Sama seperti Safwan, mereka juga memegang lembaran bertuliskan Surat Pemberitahuan Pemungutan Suara Kepada Pemilih.

Petugas sipir yang hari itu bertugas sebagai KPPS di TPS Khusus Lapas Kelas III Lhoknga, mengumpulkan surat undangan pemilih milik para penghuni hotel prodeo. Begitu juga dengan lembaran yang dipegang Safwan.

Suasana TPS Khusus di Lapas Kelas III Lhoknga, Kabupaten Aceh Besar, Aceh, saat Pemilu 2024. (IDN Times/Mhd Saifullah)

Teras samping perpustakaan hari itu didekor menyerupai ruangan tanpa dinding. Hanya memanfaatkan tali rafia sebagai pembatas. Meja disusun memanjang di beberapa titik, ada pula yang membentuk L.

Empat bilik dari karton bertuliskan KPU Pemilu Tahun 2024 berdiri sejajar di atas meja. Masing-masing bilik memiliki ukuran lebih kurang 40 sentimeter setiap sisinya. 
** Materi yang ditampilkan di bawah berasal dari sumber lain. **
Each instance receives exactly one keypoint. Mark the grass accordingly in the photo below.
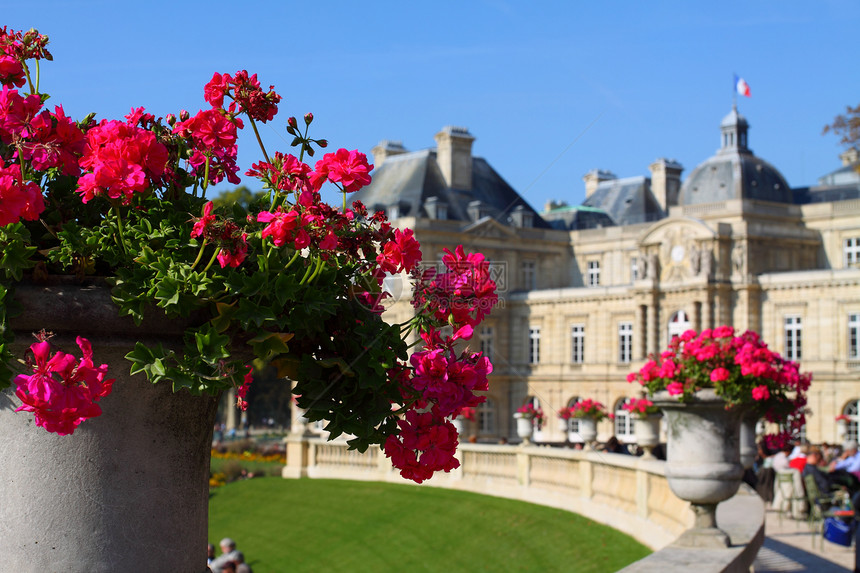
(334, 525)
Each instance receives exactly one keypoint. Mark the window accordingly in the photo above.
(528, 275)
(852, 410)
(625, 341)
(487, 336)
(792, 337)
(854, 335)
(577, 343)
(534, 345)
(573, 423)
(623, 423)
(851, 251)
(486, 413)
(679, 324)
(593, 273)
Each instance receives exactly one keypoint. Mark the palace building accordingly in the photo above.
(588, 291)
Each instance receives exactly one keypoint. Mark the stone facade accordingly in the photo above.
(588, 292)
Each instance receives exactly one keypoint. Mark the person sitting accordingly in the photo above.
(849, 461)
(827, 481)
(229, 553)
(779, 461)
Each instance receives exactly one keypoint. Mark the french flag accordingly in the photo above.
(742, 86)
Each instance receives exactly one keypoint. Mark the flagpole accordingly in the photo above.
(735, 92)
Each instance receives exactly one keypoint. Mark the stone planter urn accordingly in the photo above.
(841, 430)
(702, 460)
(525, 427)
(129, 490)
(564, 428)
(748, 448)
(588, 430)
(647, 431)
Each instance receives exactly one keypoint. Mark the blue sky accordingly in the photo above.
(549, 89)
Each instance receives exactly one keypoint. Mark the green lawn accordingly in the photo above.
(333, 525)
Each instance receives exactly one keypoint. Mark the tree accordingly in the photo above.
(846, 125)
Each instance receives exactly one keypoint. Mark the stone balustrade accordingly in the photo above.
(624, 492)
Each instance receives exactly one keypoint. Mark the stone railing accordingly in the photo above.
(624, 492)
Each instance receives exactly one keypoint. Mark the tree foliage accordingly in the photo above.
(846, 126)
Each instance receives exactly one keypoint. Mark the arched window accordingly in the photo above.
(486, 417)
(852, 410)
(623, 423)
(538, 428)
(573, 423)
(679, 324)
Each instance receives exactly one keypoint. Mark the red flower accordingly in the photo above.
(349, 168)
(62, 392)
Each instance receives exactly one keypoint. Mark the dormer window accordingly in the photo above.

Tak sampai tiga langkah dari bilik, lima kotak suara berjejer. Ukurannya lebih tinggi dari bilik. Setiap kotak diberi label warna, abu-abu untuk pemilihan Presiden dan Wakil Presiden, merah DPD RI, kuning DPR RI, biru DPRD Provinsi, serta hijau DPRK Kabupaten/Kota.

Petugas KPPS terlihat menanda nama-nama yang telah menyerahkan Model C Pemberitahuan-KPU. Warga binaan yang duduk di kursi antrean dipanggil satu per satu. 

“Safwan!” Panggilan dilontarkan salah seorang petugas KPPS di TPS Khusus Lapas Kelas III Lhoknga. “Empat pemilihan, sesuai NIK tidak ada DPRK,” timpal petugas itu lagi.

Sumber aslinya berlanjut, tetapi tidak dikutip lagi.